The bone mineral density surrounding the osteonecrosis lesions showed distinctly higher density in BRONJ cases compared with age-matched controls. In one subject on bisphosphonate treatment in whom two extractions were simultaneously carried out, BRONJ occurred only at the location with extremely high alveolar bone density, but not at the other site with normal density.
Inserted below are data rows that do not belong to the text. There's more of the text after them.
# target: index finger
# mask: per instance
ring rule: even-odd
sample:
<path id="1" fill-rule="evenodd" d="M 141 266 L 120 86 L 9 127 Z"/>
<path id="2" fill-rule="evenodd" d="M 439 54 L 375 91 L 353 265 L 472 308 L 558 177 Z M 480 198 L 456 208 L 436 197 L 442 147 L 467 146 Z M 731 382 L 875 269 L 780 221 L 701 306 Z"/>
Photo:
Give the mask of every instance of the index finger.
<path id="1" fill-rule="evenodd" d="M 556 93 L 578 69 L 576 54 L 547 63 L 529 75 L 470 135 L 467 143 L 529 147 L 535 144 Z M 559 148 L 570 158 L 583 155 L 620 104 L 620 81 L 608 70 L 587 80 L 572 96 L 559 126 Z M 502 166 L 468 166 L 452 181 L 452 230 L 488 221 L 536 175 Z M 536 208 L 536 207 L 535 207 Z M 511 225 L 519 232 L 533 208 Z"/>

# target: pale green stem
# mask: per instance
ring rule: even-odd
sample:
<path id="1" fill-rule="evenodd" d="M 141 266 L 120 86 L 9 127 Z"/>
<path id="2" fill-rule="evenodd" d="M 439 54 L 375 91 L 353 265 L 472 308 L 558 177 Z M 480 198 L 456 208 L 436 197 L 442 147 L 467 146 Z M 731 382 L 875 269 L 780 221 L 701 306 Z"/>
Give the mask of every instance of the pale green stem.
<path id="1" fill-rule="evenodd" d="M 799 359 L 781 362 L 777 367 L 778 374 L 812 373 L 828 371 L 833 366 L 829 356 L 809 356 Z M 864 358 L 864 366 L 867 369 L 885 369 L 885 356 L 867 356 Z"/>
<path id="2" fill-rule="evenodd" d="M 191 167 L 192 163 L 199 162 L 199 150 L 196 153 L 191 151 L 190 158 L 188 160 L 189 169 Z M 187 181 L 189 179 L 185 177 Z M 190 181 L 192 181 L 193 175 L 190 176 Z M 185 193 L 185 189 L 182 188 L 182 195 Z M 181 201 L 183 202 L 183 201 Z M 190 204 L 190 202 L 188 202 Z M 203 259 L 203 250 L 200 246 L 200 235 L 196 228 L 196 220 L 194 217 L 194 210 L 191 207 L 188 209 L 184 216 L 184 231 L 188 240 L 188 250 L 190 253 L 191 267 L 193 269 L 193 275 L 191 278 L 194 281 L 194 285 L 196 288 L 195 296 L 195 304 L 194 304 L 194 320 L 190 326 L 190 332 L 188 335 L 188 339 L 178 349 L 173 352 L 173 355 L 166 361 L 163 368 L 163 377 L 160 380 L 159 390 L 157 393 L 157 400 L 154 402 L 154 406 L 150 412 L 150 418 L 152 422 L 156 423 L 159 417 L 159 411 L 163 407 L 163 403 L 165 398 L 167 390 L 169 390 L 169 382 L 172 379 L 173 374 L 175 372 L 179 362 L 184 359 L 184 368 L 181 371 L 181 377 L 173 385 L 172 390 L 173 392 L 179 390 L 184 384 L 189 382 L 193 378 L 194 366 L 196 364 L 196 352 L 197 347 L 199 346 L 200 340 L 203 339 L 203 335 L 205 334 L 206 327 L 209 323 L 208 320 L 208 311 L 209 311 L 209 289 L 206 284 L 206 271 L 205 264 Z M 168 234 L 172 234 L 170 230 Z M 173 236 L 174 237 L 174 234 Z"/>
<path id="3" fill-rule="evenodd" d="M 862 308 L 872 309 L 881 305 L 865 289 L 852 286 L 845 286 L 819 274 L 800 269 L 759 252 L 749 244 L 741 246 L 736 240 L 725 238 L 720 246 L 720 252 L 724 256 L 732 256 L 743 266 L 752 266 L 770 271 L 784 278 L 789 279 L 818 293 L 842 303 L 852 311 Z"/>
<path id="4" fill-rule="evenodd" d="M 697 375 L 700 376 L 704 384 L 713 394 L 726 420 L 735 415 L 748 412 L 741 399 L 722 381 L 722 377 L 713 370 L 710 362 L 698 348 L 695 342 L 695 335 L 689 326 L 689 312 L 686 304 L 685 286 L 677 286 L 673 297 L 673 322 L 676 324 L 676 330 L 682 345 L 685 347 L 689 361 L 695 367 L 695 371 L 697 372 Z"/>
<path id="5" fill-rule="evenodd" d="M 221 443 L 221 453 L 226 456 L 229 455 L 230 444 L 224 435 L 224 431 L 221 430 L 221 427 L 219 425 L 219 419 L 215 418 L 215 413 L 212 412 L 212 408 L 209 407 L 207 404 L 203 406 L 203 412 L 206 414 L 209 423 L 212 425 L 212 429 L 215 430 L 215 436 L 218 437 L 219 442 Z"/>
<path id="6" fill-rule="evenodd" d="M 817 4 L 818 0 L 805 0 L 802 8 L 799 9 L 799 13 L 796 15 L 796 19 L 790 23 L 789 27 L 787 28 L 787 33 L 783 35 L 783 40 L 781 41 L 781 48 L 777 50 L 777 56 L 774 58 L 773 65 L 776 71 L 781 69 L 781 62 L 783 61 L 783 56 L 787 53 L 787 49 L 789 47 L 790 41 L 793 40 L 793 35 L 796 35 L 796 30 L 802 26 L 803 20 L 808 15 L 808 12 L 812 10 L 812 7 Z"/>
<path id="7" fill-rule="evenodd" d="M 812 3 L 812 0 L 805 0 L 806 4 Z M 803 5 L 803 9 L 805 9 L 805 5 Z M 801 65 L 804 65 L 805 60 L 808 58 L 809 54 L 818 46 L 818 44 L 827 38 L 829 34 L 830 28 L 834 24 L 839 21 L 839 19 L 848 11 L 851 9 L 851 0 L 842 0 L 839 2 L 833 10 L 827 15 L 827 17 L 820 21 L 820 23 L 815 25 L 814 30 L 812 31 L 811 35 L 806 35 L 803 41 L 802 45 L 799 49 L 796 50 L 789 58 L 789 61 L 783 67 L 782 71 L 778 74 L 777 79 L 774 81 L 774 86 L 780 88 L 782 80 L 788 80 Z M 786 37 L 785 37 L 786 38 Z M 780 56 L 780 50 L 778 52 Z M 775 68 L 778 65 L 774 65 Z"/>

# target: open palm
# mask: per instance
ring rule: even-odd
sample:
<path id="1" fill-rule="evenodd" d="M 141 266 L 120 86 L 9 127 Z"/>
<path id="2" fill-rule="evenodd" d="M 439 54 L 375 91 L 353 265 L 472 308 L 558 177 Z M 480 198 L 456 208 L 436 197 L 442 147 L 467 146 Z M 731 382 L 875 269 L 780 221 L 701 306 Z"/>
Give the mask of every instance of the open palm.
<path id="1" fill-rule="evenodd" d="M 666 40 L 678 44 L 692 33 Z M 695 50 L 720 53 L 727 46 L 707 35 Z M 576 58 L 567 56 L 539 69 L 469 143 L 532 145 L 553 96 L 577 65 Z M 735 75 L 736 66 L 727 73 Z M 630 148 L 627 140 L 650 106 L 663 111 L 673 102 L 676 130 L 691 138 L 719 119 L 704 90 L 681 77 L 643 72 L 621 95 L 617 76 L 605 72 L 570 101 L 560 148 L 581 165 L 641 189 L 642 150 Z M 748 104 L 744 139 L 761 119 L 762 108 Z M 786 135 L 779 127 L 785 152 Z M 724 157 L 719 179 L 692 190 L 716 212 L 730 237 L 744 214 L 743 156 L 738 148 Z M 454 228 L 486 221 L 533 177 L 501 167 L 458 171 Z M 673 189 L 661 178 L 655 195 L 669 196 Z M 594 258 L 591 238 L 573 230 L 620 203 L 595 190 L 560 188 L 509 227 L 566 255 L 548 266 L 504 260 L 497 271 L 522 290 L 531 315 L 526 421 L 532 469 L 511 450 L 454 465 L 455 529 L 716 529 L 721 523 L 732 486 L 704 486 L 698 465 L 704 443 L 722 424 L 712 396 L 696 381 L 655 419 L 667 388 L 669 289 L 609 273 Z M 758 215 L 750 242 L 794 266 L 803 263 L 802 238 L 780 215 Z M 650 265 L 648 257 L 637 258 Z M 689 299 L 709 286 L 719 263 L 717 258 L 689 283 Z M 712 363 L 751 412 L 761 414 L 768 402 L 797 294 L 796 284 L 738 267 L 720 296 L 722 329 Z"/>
This method may be useful in detecting a rise of alveolar BMD frequently occurring near the necrotic lesion in subjects with impending risk for BRONJ.


As an ominous complication of the most effective and popular treatments of osteoporosis, bone metastasis, and bone tumors, bisphosphonate-related osteonecrosis of the jaw (BRONJ) emerged with the first report of 36 cases by Marx in 2003 [1]. BRONJ is typically manifested by spontaneous exposure of the jaw bone with pain and swelling. The delay in the healing of the alveolar bone after dental extraction or other surgical procedure along with gingival swelling and pus discharge characterizes its course. The American Association of Oral and Maxillofacial Surgeons and the American Society for Bone and Mineral Research defined BRONJ with three characteristics: (1) use of bisphosphonate at present or in the past, (2) exposure of the necrotic jaw bone for 8 weeks or longer, and (3) absence of history of radiation therapy on the jaw area [2, 3].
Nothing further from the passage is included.